Headlined "Nation's Youth Turning Away From Marijuana," the statement announced the results of the 2003 National Survey on Drug Use and Health (NSDUH). Thompson gave credit to President Bush, saying that stepped-up anti-drug efforts are "a cornerstone of his compassionate agenda." White House drug czar John Walters chimed in, declaring, "Young people are getting the message," particularly about marijuana.

Thompson and Walters – who appeared together at a Washington D.C. press conference – failed to mention that drug use remains at near-record levels, vastly higher than when President Richard Nixon declared "war on drugs" back in1970.

Central to Thompson's claim of progress is a reduction in the percentage of 12- to-17-year-olds who say they have ever used marijuana; from 20.6 percent in 2002 to 19.6 percent in 2003. But that 19.6 percent figure is two and a half times the 1970 rate, and exactly equal to the previous historical peak, 1979. The only time it's ever been higher was during a record-setting spike from 1998 to 2002.

Overall, use of illicit drugs actually rose a bit in 2003, and the number of Americans who have used marijuana reached an all-time high of 97 million. Some 15 million Americans used marijuana at least monthly, also an increase from 2002. That's the equivalent of every man, woman and child in Alabama, Maine, New Mexico, Wisconsin, Wyoming and North Dakota lighting up each month.

Given that for three years running the administration has carpet-bombed the airwaves with commercials designed to terrify the public about the dangers of marijuana, this is an astonishing record of failure.

The number of Americans using cocaine in the past month also rose. Sifting through the data, one finds a number of other little bombshells that Thompson and Walters neglected to mention. Particularly telling are the numbers of Americans trying illicit drugs for the first time.

In 2002 – the latest figure included in the NSDUH report – just under 1.8 million kids under 18 tried marijuana for the first time. That is barely lower than the late-'70s peak and one third higher than when Nixon began the modern drug war in 1970. The number of Americans trying marijuana is now running neck and neck with the number smoking cigarettes for the first time, while the number of teens trying cocaine for the first time is now nearly four times the 1970 figure.

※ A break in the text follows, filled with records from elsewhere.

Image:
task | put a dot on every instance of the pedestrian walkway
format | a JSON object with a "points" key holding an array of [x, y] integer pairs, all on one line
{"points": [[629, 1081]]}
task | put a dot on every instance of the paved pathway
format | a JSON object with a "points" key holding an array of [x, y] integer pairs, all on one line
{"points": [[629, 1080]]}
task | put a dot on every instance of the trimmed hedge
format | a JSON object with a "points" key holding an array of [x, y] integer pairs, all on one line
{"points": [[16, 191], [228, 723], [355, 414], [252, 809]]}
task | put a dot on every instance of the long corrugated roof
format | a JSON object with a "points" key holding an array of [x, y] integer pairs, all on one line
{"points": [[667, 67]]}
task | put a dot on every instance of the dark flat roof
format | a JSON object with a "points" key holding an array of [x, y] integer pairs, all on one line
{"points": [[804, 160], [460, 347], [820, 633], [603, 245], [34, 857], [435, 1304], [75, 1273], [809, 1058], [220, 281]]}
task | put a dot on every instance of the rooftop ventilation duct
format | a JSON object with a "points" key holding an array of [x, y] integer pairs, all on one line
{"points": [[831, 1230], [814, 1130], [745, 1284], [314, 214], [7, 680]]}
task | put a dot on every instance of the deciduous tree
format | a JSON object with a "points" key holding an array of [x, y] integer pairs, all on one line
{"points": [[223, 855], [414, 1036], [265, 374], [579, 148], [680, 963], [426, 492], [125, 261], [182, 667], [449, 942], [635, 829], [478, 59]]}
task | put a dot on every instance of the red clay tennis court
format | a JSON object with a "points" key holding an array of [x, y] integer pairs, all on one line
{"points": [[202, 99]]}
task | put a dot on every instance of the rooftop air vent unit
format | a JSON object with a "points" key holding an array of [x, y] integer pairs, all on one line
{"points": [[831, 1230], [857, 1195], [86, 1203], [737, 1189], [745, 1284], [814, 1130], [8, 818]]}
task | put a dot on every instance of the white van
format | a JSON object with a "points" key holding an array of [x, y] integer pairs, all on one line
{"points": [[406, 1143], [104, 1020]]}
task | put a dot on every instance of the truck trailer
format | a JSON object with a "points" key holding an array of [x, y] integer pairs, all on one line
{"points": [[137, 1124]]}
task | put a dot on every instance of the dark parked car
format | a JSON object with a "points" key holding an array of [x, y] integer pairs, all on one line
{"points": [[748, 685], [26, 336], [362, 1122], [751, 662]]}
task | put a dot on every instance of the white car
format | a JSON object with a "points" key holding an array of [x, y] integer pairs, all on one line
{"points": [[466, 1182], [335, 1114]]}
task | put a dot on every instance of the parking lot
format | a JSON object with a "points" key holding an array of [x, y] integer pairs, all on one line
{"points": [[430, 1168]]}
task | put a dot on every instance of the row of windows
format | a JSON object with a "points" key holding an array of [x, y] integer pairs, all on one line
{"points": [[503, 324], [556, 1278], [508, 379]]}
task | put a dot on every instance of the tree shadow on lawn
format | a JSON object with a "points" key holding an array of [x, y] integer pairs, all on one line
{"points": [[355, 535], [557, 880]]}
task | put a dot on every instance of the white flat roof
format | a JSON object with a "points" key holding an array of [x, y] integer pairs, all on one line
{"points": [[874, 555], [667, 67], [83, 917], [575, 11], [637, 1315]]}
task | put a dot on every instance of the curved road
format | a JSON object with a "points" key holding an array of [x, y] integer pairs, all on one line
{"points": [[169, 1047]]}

If this is "encouraging news," one wonders what bad news would look like.

Even the figures the government touts as positive news have a dark underside. If, as Thompson would have us believe, the federal anti-marijuana campaign is responsible for recent, modest declines in teen marijuana use, it may be coming at the expense of efforts to discourage underage drinking.

That's important, because scientifically speaking, there is no doubt about which is the more dangerous drug. Alcohol is a central nervous system depressant that, when taken in excess, may cause the user to stop breathing and die. Marijuana has no such effect and there is no documentation that it has ever caused a fatal overdose. Prolonged, heavy alcohol use causes gross and potentially life-threatening damage to the brain, liver and other organs. Marijuana does not.

So while the drug warriors focus on marijuana, reasonable people might be concerned that teen alcohol use edged up last year. Even more disturbing, 10.6 percent of 12- to-17-year-olds reported "binge drinking" (having five or more drinks on the same occasion) within the last month – far higher than the 7.9 percent who used any marijuana in the past month.